The triad "Data - Information - Knowledge" constitutes a scale of increasing semantics, from the superficial to the deep, from form to substance. Since semantics is inexpressible, there is a certain fuzzy boundary between these three concepts. Nevertheless, we can point out the main characteristics of each of them:
Data
In general, a datum is an isolated value or is the value of an attribute or predicate of a certain unknown entity. The value can be quantitative or qualitative, with or without unit (in the case of numerical value). For example: the datum "33" we do not know if it is someone's age, a temperature, a length, a speed, etc.; the datum "blue" we do not know if it is the color of something, an example of a 4-letter word, etc. And if we know the numerical value and the unit (i.e. we have a magnitude), we do not know to which entity it corresponds. For example, 1, 80 meters can be the height of a person, the width of a closet, etc.
Information
A piece of information is a piece of data (or set of data) with context, with reference, associated with a particular entity. Information = data + interpretation. For example: "Pepe is 33 years old", "the temperature in this room is 33 degrees", "my speed is 33 km/hour", etc.
Knowledge
Knowledge corresponds to the top of the semantic scale. As semantics cannot be defined, neither can knowledge be defined. It is the same as with consciousness, truth and life.

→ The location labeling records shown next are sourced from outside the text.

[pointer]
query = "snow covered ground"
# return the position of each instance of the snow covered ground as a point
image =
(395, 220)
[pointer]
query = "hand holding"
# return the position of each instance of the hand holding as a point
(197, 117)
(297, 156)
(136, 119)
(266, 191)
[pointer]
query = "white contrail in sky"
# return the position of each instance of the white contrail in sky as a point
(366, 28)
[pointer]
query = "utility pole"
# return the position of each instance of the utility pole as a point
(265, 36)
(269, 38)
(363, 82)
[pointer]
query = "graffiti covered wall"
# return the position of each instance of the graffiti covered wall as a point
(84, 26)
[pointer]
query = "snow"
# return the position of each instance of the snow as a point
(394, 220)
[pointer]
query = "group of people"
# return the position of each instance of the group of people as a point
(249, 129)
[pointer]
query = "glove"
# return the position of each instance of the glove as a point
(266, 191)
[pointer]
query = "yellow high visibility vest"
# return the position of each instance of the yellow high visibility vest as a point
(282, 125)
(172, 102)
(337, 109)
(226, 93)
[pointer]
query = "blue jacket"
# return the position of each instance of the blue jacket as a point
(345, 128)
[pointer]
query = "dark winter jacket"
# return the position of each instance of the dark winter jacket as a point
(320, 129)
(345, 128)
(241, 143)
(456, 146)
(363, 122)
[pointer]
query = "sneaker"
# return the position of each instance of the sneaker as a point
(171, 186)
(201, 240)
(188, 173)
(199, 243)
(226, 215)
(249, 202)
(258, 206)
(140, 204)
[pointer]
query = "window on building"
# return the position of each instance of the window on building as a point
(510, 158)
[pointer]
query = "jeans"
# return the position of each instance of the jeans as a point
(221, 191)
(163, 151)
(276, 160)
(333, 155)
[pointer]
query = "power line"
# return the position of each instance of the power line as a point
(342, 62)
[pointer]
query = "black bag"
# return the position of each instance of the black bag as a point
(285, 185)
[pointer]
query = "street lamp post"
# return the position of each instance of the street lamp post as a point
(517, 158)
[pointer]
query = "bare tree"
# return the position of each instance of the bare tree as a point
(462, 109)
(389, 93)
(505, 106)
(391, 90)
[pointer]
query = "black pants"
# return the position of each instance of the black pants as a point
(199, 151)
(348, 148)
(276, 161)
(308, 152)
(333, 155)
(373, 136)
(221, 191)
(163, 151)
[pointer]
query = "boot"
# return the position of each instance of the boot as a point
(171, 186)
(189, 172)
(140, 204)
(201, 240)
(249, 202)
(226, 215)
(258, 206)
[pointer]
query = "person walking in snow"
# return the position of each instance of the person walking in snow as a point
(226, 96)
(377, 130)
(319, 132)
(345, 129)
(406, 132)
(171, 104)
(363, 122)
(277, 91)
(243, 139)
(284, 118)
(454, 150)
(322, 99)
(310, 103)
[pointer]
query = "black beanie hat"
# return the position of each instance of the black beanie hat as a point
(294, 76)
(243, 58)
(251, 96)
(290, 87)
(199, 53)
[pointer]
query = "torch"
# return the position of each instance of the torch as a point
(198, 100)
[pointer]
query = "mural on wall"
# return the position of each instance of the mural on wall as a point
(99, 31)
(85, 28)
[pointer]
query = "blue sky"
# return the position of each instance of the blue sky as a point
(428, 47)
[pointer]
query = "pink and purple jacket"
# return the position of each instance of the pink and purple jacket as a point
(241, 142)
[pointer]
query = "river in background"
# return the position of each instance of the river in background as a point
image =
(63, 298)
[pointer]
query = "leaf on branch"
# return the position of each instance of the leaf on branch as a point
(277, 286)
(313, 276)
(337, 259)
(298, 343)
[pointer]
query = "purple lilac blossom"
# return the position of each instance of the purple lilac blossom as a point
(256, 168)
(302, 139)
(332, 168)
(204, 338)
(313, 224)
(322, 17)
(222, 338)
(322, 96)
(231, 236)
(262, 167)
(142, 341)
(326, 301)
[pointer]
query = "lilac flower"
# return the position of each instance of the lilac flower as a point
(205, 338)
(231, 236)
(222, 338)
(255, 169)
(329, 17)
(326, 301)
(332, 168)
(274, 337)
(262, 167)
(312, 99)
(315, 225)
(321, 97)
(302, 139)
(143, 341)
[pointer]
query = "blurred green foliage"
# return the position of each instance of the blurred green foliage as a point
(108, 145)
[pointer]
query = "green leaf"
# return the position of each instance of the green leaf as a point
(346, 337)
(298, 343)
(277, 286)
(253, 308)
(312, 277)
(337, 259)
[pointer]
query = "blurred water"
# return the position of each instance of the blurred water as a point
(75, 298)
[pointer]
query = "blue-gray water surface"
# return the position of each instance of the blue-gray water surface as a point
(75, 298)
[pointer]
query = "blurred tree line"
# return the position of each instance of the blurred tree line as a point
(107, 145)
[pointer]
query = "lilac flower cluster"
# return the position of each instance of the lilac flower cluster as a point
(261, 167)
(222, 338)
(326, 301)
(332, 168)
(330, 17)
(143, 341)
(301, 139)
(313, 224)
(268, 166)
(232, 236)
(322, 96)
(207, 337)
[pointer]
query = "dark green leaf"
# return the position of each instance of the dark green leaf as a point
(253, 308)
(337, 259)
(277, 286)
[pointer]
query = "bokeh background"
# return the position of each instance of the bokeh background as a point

We can say that knowledge is the subjective interpretation of information. Knowledge is information (or set of information) with meaning, which is internalized, interpreted or evaluated subjectively within a context. When knowledge is made explicit, it becomes a set of interrelated information.
Knowledge representation
Knowledge representation is mainly used in so-called "expert systems". An expert system is a system that collects the knowledge of an expert (or set of experts) in a given domain. They are usually rule-based.
Some examples of expert systems are: Dendral (the first expert system for aiding in the identification of molecular structures of unknown substances), Macsyma (symbolic manipulation of mathematical expressions), Mycin (diagnosis and treatment of blood diseases), Prospector (search for geological deposits), KRM (nonlinear dynamics), ARIS (airport information resources), etc.
Knowledge vs. Information
There are many differentiating aspects between knowledge and information.
Information is always specific, based on specific facts or events (e.g., "this table is green"). Knowledge is generic, based on patterns or general type mechanisms (e.g., "all men are mortal").
Information is external, superficial. Knowledge is deep, internal; it is associated with consciousness, with the union or connection between the internal (the subjective world) and the external (the objective world).
Information is objective; the interpretation is always the same for all observers. Knowledge is subjective; it is information interpreted subjectively.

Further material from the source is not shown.